Maximizing sales over time is more complicated. Consider UK retailer Sainsbury’s description of their approach to investors: “for each customer, the first step is to calculate their potential value to Sainsbury’s. So, customers with a higher potential value through either their immediate or future predicted lifetime sales, receive a larger Nectar prices discount budget.” What Sainsbury’s describes here is their pricing program, where they offer personalized discounts to those who use its loyalty program, but where these prices are not based on their willingness to pay price but on their predicted “customer potential sales value score”. Here, companies offer higher discounts to customers that are more likely to spend more to drive loyalty—presumably prioritizing higher income consumers that are less price-sensitive. In these cases, company decisions can result in customers who are more “valued” receiving lower prices, driving inequality.

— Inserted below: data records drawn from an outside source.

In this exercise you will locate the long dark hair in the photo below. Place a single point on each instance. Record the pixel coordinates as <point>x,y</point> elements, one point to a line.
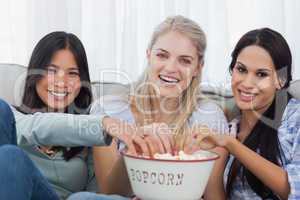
<point>263,138</point>
<point>40,59</point>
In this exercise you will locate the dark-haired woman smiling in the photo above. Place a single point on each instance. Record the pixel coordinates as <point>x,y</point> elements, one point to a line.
<point>52,128</point>
<point>265,161</point>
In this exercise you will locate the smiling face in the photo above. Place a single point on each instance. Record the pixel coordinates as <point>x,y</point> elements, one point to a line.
<point>61,83</point>
<point>254,79</point>
<point>173,62</point>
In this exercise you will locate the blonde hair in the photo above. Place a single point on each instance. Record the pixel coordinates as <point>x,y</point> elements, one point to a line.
<point>188,102</point>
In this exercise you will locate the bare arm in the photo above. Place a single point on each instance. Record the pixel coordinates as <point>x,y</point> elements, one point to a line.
<point>270,174</point>
<point>110,171</point>
<point>215,186</point>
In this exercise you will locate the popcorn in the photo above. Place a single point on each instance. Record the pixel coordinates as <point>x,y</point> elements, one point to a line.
<point>181,156</point>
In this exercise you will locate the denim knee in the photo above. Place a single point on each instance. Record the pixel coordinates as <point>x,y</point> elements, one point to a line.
<point>94,196</point>
<point>15,158</point>
<point>5,111</point>
<point>7,125</point>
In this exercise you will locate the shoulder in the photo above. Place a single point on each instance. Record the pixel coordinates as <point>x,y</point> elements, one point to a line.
<point>210,114</point>
<point>292,110</point>
<point>111,105</point>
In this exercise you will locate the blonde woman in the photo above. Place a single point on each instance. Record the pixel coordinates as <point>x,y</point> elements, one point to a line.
<point>166,95</point>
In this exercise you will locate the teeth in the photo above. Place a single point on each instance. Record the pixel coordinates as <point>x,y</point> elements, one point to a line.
<point>58,94</point>
<point>168,79</point>
<point>247,94</point>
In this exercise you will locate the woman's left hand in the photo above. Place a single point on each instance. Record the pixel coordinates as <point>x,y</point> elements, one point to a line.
<point>206,140</point>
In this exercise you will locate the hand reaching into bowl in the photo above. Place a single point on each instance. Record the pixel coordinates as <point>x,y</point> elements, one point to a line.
<point>145,140</point>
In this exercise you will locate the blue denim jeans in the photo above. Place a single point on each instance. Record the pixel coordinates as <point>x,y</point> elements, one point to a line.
<point>93,196</point>
<point>19,177</point>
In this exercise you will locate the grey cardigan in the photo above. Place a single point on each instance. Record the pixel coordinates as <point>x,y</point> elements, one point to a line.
<point>57,129</point>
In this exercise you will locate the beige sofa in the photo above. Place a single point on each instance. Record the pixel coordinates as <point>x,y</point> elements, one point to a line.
<point>12,78</point>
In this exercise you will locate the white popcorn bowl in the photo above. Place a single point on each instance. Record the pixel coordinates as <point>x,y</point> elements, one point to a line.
<point>161,179</point>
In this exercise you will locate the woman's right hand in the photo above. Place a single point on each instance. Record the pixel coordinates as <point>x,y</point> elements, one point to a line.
<point>146,140</point>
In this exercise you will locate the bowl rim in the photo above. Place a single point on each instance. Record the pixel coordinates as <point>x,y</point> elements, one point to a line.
<point>215,157</point>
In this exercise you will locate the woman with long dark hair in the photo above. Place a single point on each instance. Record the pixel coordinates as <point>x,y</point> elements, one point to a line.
<point>52,126</point>
<point>264,161</point>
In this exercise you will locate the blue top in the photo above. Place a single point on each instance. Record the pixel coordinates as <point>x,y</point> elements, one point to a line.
<point>289,138</point>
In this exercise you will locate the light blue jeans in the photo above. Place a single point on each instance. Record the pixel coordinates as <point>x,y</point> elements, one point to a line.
<point>19,177</point>
<point>93,196</point>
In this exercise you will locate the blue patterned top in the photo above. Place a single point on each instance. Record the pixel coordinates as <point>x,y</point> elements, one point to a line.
<point>289,137</point>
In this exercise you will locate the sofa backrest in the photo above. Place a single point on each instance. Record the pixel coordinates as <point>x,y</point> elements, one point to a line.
<point>12,78</point>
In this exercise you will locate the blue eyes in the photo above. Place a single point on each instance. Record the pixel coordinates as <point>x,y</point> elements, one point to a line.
<point>165,56</point>
<point>54,71</point>
<point>243,70</point>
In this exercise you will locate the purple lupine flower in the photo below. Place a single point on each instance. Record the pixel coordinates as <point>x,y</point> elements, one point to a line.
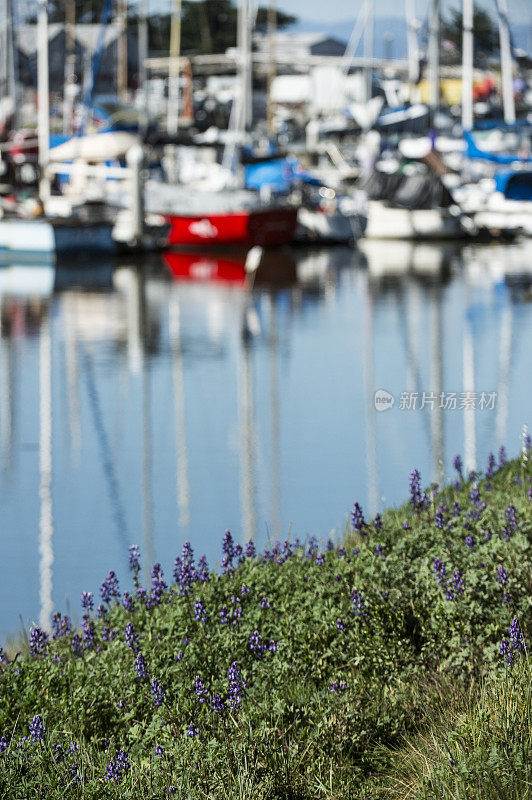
<point>118,766</point>
<point>203,570</point>
<point>438,568</point>
<point>141,668</point>
<point>89,634</point>
<point>217,704</point>
<point>76,646</point>
<point>109,587</point>
<point>439,518</point>
<point>502,576</point>
<point>458,582</point>
<point>358,603</point>
<point>200,612</point>
<point>157,692</point>
<point>158,587</point>
<point>228,545</point>
<point>312,546</point>
<point>37,729</point>
<point>337,687</point>
<point>506,651</point>
<point>511,518</point>
<point>258,646</point>
<point>107,634</point>
<point>199,689</point>
<point>236,686</point>
<point>132,639</point>
<point>517,641</point>
<point>128,602</point>
<point>184,570</point>
<point>59,754</point>
<point>134,559</point>
<point>87,601</point>
<point>250,549</point>
<point>357,518</point>
<point>38,641</point>
<point>56,624</point>
<point>418,499</point>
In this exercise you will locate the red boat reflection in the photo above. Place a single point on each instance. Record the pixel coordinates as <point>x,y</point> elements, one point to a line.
<point>202,268</point>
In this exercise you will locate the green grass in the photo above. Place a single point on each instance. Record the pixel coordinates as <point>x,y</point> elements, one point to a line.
<point>479,749</point>
<point>418,675</point>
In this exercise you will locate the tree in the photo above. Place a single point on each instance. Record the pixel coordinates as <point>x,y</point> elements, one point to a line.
<point>485,34</point>
<point>207,26</point>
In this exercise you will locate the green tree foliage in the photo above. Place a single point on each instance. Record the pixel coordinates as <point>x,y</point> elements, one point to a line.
<point>485,33</point>
<point>207,26</point>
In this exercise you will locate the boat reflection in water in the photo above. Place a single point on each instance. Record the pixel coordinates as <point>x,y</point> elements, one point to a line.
<point>171,398</point>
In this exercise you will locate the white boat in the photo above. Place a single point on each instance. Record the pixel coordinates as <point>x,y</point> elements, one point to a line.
<point>503,203</point>
<point>388,222</point>
<point>43,237</point>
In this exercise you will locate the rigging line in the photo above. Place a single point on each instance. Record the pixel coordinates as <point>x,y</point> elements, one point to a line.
<point>107,459</point>
<point>95,64</point>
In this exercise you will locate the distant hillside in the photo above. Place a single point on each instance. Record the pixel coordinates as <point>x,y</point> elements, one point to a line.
<point>396,26</point>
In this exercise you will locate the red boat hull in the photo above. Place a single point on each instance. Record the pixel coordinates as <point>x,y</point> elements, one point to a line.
<point>269,228</point>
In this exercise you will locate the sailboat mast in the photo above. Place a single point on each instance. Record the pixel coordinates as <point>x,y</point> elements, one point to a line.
<point>172,116</point>
<point>70,65</point>
<point>272,67</point>
<point>467,65</point>
<point>368,48</point>
<point>506,63</point>
<point>434,57</point>
<point>43,112</point>
<point>244,64</point>
<point>142,70</point>
<point>121,67</point>
<point>411,40</point>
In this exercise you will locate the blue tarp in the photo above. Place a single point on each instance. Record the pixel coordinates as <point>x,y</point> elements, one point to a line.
<point>515,185</point>
<point>496,158</point>
<point>279,175</point>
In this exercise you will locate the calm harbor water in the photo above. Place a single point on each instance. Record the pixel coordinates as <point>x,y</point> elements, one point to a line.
<point>168,400</point>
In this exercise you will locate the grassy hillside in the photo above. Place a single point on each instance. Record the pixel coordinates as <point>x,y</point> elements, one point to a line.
<point>297,672</point>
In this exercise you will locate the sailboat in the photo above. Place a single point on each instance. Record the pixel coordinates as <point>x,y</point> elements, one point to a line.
<point>227,214</point>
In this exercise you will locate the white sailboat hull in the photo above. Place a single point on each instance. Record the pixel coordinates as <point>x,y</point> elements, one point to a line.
<point>385,222</point>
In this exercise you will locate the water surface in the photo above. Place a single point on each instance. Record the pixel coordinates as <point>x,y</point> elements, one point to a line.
<point>167,400</point>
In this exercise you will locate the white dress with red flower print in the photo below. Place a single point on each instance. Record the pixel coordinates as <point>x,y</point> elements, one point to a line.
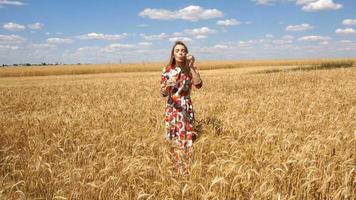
<point>179,114</point>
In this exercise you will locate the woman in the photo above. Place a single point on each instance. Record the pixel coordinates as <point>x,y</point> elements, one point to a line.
<point>176,84</point>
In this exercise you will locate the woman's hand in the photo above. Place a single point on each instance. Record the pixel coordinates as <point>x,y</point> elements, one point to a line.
<point>191,61</point>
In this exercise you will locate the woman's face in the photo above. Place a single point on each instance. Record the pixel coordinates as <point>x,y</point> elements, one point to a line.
<point>179,53</point>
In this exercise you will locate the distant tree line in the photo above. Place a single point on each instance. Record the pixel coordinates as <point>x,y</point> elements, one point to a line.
<point>34,64</point>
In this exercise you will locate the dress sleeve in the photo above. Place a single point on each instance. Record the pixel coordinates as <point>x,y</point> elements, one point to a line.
<point>164,88</point>
<point>199,85</point>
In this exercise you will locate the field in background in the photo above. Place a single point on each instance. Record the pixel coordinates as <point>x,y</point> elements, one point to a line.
<point>264,133</point>
<point>151,67</point>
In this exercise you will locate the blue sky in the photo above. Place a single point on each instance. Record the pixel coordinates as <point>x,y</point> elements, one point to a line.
<point>110,31</point>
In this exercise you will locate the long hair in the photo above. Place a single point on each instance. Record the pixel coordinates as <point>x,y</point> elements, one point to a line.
<point>172,60</point>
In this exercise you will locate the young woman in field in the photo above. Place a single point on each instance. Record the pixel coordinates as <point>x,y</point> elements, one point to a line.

Companies may also factor in geographic and time flexibility in the prices that consumers receive, although the lack of transparency around algorithms make it difficult to be sure. Companies have already been found to engage in geography-based (but not personalized) pricing in order to charge higher prices in underserviced, low-income neighbourhoods. Staples, for instance, was charging higher prices for consumers located in locations with less competitors (which just so happened to generally be low-income communities). With companies able to gather data about consumer travel patterns and then prompt them with lower prices via their apps, companies may target consumers with less competition in their neighbourhood (or with less time to shop around) for lower discounts than consumers with more flexibility.
The window to regulate is closing
On its own, surveillance pricing has rightly received attention from people and their political representatives for concerns around privacy invasions and inequity. Earnings call data and webinars cement this viewpoint, highlighting the sheer amount of data that companies have on individuals and the ways those companies can use it to drive higher prices or to prompt consumers to spend more.
All this reflects not just technological changes enabled by AI, but how these technologies interact with concentrated market power. Surveillance pricing is made possible because of the ability of a small number of powerful firms to isolate consumers, gather information about them and profile them—all while keeping them in the dark about what prices they are charging to other consumers. This accelerates corporate power as consumers lose out, exacerbating an already unequal system. If regulators want to have any chance to actually slow this process down, they need to move quickly—before surveillance pricing becomes normalized and widespread.